Isaiah 56:6-8, “As for the foreigners who join themselves to the Lord to minister to him, to love the name of the Lord, and to become his servants—all who keep the Sabbath without desecrating it and who hold firmly to my covenant— 7 I will bring them to my holy mountain and let them rejoice in my house of prayer. Their burnt offerings and sacrifices will be acceptable on my altar, for my house will be called a house of prayer for all nations.” 8 This is the declaration of the Lord God, who gathers the dispersed of Israel: “I will gather to them still others besides those already gathered.”
A eunuch may never be able to get their body right, this side of glory… but the one thing a eunuch can get right is their worship, their heart before God. The eunuch, after all, had come to Jerusalem to worship the God of Isaiah! The same grace extended to the murderous and blasphemous Saul… extended to an ego-centric Simon… extended across ethnic lines to even Samaritans… to unkosher Cornelius & household… the same grace afforded the blindly prejudiced and bigoted Peter… Phillip extends to the Ethiopian eunuch! I didn’t write the gospel… I just declare it!
*Acts 8:36-40, “36 As they were traveling down the road, they came to some water. The eunuch said, “Look, there’s water. What would keep me from being baptized?” 38 So he ordered the chariot to stop, and both Philip and the eunuch went down into the water, and he baptized him. 39 When they came up out of the water, the Spirit of the Lord carried Philip away, and the eunuch did not see him any longer but went on his way rejoicing. 40 Philip appeared in Azotus, and he was traveling and preaching the gospel in all the towns until he came to Caesarea.”

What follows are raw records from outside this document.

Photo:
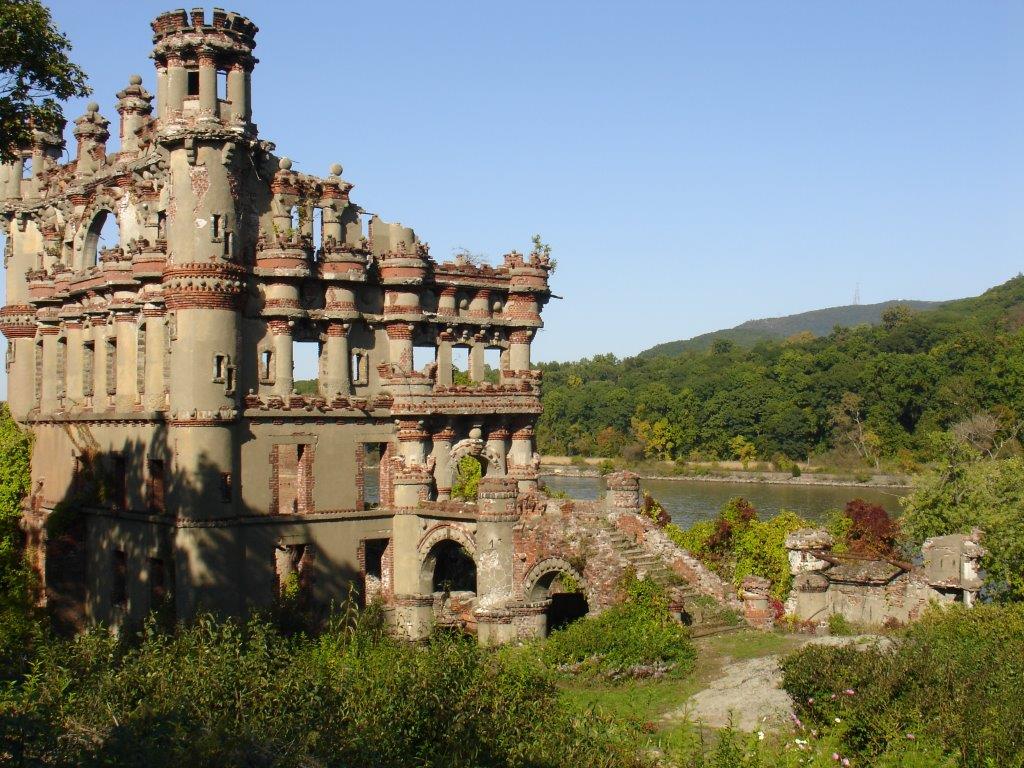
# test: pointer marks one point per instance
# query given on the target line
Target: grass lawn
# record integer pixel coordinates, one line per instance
(648, 700)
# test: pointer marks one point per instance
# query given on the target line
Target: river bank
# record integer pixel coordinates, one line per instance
(748, 476)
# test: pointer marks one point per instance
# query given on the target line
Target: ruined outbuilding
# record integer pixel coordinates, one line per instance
(870, 591)
(156, 373)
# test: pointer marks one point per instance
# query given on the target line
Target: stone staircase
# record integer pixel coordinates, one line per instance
(697, 610)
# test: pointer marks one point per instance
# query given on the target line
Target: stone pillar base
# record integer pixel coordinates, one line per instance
(414, 616)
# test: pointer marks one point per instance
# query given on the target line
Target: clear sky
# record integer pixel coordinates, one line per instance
(692, 164)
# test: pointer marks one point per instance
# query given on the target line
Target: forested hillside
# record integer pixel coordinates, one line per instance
(816, 322)
(873, 392)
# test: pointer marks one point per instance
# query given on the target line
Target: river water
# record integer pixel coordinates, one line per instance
(689, 501)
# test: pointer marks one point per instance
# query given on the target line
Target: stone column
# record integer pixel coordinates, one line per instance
(75, 364)
(442, 462)
(338, 379)
(156, 351)
(127, 368)
(495, 560)
(284, 366)
(177, 86)
(237, 92)
(624, 492)
(519, 350)
(476, 361)
(444, 376)
(521, 459)
(498, 445)
(208, 83)
(49, 391)
(399, 337)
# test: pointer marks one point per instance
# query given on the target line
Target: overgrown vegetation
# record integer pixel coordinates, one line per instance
(221, 693)
(952, 680)
(636, 637)
(17, 625)
(865, 395)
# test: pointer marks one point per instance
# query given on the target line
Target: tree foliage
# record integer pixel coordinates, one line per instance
(876, 394)
(35, 74)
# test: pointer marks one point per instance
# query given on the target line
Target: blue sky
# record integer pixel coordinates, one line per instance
(692, 164)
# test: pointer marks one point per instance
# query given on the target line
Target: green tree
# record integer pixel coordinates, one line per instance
(467, 479)
(15, 583)
(971, 489)
(35, 74)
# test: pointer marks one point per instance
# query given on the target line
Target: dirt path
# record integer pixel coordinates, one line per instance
(749, 692)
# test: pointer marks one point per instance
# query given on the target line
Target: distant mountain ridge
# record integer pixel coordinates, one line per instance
(817, 322)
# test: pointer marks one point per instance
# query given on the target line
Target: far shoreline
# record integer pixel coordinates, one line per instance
(753, 478)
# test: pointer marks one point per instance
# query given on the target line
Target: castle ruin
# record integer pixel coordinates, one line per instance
(157, 377)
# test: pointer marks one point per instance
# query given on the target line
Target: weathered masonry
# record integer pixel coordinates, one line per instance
(155, 367)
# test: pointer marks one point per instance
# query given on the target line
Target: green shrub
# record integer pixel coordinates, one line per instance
(637, 633)
(840, 625)
(953, 679)
(467, 480)
(227, 694)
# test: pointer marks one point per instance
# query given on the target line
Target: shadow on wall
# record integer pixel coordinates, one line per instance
(132, 536)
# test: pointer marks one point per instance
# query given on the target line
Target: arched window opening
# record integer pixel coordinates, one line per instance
(102, 235)
(454, 569)
(468, 472)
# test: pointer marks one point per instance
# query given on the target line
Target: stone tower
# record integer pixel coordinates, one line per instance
(156, 367)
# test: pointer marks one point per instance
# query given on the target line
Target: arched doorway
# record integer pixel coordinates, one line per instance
(561, 586)
(452, 567)
(102, 233)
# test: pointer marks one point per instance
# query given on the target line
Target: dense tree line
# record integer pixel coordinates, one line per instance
(876, 392)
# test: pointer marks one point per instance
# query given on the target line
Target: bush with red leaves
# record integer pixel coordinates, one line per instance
(872, 531)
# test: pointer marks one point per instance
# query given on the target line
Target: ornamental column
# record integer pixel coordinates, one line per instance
(337, 379)
(495, 560)
(441, 454)
(281, 334)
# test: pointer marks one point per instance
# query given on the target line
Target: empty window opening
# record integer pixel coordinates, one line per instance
(317, 228)
(112, 366)
(119, 579)
(360, 369)
(293, 564)
(373, 459)
(266, 367)
(454, 569)
(156, 492)
(375, 583)
(291, 479)
(424, 358)
(102, 235)
(460, 367)
(158, 583)
(119, 482)
(305, 367)
(492, 364)
(88, 365)
(219, 368)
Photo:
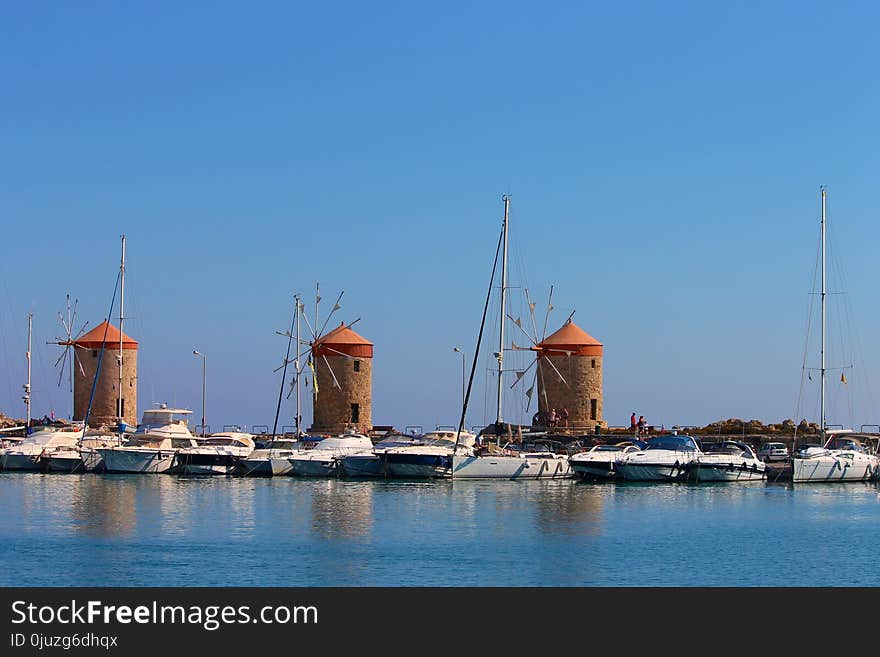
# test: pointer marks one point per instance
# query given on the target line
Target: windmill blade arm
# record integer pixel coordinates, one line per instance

When was the last time a Christian was good news to a eunuch? Oh that we might wrestle not just with the Spirit’s apostolic call that we be “sent”… but sent to people and places outside our comfort zone. What would happen today if an Ethiopian eunuch came to faith and wanted to be baptized? If he/they stuck around? Would he be welcomed, assimilated, or driven out? The Church figured out the Acts 10-Jew-unkosher Gentile dilemma… what might it look like for the church to wrestle with Isaiah 56, Acts 8? What might it look like for Isaiah 56 to become a reality, not just a forgotten promise? May the Spirit guide his Church in these divided times!